I really hope I'm not the only one who find this sickeningly ironic. Yes, the big companies that violate some pretty basic rights to privacy are now angry and upset that the government is doing it too. At least the government isn't selling the information for profit guys.

Ed130 The Vanguard

(Insert witty quote here)
Sep 10, 2008

I guess this is another case for the verbal social services alongside Electronic Arts.

So when a government listens in to private conversations to 'ahem' fight terrorism that is bad, but when a corporation want to listen in as well in order to sell that information or use it to sell you crap is perfectly a-ok?


Apr 28, 2008
Lol, they're still collecting your data. Besides, none of it really matters.
Do you not think that NSA and GCHQ share data when convenient?

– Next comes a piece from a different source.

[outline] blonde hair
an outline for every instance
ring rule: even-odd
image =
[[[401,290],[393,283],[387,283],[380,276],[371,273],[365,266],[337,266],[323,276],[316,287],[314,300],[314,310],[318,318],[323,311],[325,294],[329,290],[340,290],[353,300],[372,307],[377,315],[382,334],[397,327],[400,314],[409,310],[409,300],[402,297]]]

So sure, let's say this happens and the NSA won't spy on American citizens, just everyone else in the world. The GCHQ will and just share their data on Americans with the NSA; possibly for profit. Feel better now?


New member
May 2, 2011
It's a pretty fucking meaningless PR stunt.

Are we all just going to forget that these corporations were feeding NSA pretty much anything they wanted. Microsoft even built backdoors specially into their pc's for them.

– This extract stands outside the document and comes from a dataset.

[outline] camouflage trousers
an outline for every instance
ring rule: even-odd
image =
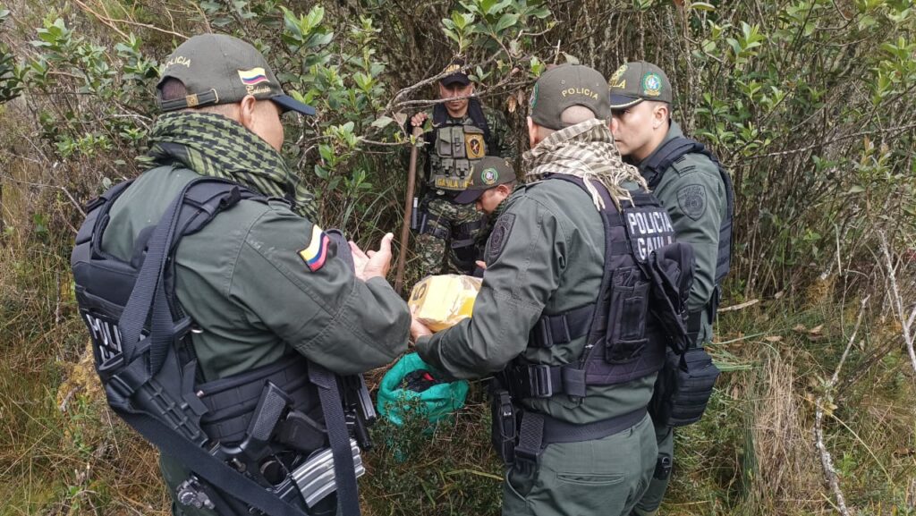
[[[443,195],[424,200],[415,253],[425,274],[471,274],[485,244],[483,214],[474,204],[456,204]]]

Also, it doesn't matter how much "security" you put in your sites, NSA requires you by law to give them information. Secure email services like Lavabit actually tried to give you true anonymity and they were shut down for their troubles.

As Weaver says above me, the way they get around jurisdictions and such is by spying on everyone else and then trading that information with each other. UK can't spy on it's own citizens by law but NSA totally can, and they do. So the UK spies on America, America spies on UK and so forth.

Look up "The Five Eyes" program for more:


New member
Mar 9, 2009
I doubt I'm the only one that finds it funny that those particular companies are leading this.

"Stop monitoring the general population, government, we were doing it first!"


New member
Dec 25, 2010
Making clubs and sending letters to the Pres. are all good but I want to see some actual action. Why don't you guys put your extensive collection of lobbyist's to good use?

Smooth Operator

New member
Oct 5, 2010
Coming from the guys who collect and sell all data they can get on you...
I guess it's better then nothing, but they certainly wouldn't be my first choice.